PERTH, 1 AUGUST 2017

Application for an unfair dismissal remedy, failure to prosecute application, dismissing applications under s.587.

[1] On 21 April 2017, Mr Ashley Cox (the applicant/Mr Cox) made an application for a remedy for unfair dismissal under s.394 of the Fair Work Act 2009.

[2] The matter was listed for a conciliation conference before a Fair Work Commission conciliator, to occur on 19 May 2017.

[3] The respondent, CBS Cabinets Pty Ltd, did not file its Form F3 employer response prior to the conciliation, and to date no response to the application has been received from the respondent.

[4] On 19 May 2017 the applicant was present for the conciliation, however the respondent was unable to be contacted and the conciliation could not proceed.

[5] The matter was then listed for a mention/directions conference for 9 June 2017.

[6] The Fair Work Commission (Commission) contacted the respondent via phone on 8 June 2017 to provide a reminder that the directions conference was scheduled for the following day, and the time and date of the directions conference was confirmed in the telephone call with the respondent.

[7] On 9 June 2017 neither the applicant nor respondent could be contacted for the directions conference. Numerous phone calls were made to the contact numbers provided by the parties and a voice message was left for both parties requesting they contact the Commission as soon as possible with respect to the application and the scheduled directions conference.

[8] On 16 June 2017 the Commission made further unsuccessful attempts to contact the applicant via telephone and a voice message was left requesting the applicant advise the Commission regarding whether he intended to pursue his application or wished to discontinue the application.

[9] On 28 June 2017 the Commission sent correspondence to the applicant via email and post requesting he advise the Commission whether he was pursuing or discontinuing his application. The applicant was advised that if he did not provide any advice to the Commission by 7 July 2017 his application may be dismissed. The applicant did not respond to the correspondence.

[10] On 20 July 2017 the Commission sent further correspondence to the applicant via email and post, notifying him that failure to respond to the Commission’s enquiries by 28 July 2017 would result in the application being dismissed.

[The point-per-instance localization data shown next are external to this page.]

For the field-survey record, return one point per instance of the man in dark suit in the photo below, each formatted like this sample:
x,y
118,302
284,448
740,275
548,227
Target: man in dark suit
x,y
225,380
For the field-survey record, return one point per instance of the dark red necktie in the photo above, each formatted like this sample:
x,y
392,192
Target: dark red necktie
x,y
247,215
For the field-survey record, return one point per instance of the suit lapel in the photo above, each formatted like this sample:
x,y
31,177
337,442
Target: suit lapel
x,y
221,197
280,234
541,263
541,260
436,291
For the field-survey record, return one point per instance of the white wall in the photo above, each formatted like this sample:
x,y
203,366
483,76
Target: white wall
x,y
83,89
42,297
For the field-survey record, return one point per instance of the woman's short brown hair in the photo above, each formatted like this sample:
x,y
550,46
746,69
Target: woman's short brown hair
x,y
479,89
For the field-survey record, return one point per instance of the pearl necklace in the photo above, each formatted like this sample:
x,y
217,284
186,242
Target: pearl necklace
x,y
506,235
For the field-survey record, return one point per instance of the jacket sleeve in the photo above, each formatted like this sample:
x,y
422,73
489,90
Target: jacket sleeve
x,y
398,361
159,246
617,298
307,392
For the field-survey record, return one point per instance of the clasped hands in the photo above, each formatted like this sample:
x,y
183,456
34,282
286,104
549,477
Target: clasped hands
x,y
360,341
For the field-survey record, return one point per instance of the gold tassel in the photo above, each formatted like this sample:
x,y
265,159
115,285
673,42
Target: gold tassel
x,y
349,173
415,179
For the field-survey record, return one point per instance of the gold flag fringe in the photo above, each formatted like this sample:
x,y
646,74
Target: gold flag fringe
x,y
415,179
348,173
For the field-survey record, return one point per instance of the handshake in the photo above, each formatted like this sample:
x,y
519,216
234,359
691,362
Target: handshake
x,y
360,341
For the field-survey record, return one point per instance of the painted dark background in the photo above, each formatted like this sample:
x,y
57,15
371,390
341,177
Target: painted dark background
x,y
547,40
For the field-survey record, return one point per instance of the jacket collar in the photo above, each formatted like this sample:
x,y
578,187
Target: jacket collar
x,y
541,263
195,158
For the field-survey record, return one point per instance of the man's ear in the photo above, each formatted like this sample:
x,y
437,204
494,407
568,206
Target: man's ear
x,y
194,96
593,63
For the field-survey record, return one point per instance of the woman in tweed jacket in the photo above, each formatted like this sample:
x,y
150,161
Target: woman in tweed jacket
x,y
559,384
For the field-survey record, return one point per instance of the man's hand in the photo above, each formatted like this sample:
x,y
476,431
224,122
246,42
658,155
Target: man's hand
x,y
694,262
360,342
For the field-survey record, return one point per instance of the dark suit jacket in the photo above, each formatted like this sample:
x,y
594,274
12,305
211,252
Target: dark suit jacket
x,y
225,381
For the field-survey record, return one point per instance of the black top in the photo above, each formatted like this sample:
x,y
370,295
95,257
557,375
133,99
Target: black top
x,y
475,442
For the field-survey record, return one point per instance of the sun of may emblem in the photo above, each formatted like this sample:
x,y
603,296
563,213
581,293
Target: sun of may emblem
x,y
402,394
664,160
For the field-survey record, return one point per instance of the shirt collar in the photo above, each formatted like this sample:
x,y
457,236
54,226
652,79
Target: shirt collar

To date the applicant has not provided any response to the Commission.

[11] In light of the non-responsiveness of the applicant it is open to the Commission to decide whether to exercise discretion to dismiss the application for want of prosecution pursuant to s.587 of the Fair Work Act 2009 (the Act).

[12] Section 587 of the Act provides:

587 Dismissing applications

(1) Without limiting when the FWC may dismiss an application, the FWC may dismiss an application if:

(a) the application is not made in accordance with this Act; or

(b) the application is frivolous or vexatious; or

(c) the application has no reasonable prospects of success.

Note: For another power of the FWC to dismiss an application for a remedy for unfair dismissal made under Division 5 of Part 3 2, see section 399A.

(2) Despite paragraphs (1)(b) and (c), the FWC must not dismiss an application under section 365 or 773 on the ground that the application:

(a) is frivolous or vexatious; or

(b) has no reasonable prospects of success.

(3) The FWC may dismiss an application:

(a) on its own initiative; or

(b) on application.”

Consideration

[13] Though s.587 of the Act does not limit the grounds on which the Commission can, on its own motion, dismiss and application, this discretion is to be exercised with caution.

[14] In considering the approach to be followed by the Commission where an applicant has failed to prosecute their case, the Full Bench in Viavattene v Health Care Australia 1 commented:

“[39] … There is no legislative or common law requirement pursuant to which the Commission must persevere with an application in circumstances where the applicant's conduct clearly demonstrates an unwillingness to participate in proceedings commenced at his or her initiative…”

[15] In the present matter the applicant has been given a reasonable opportunity to participate in proceedings and prosecute his case however he has not done so. He has not responded to the written correspondence from the Commission sent via email and post. He has not been able to be contacted via telephone and he has not contacted the Commission in response to the numerous voice messages left requesting that he do so. He has been notified via written correspondence that failure to respond to the Commission will result in the application being dismissed.

[16] The applicant has failed to prosecute his application; consequently, the application is dismissed pursuant to s.587(1)(c) of the Act.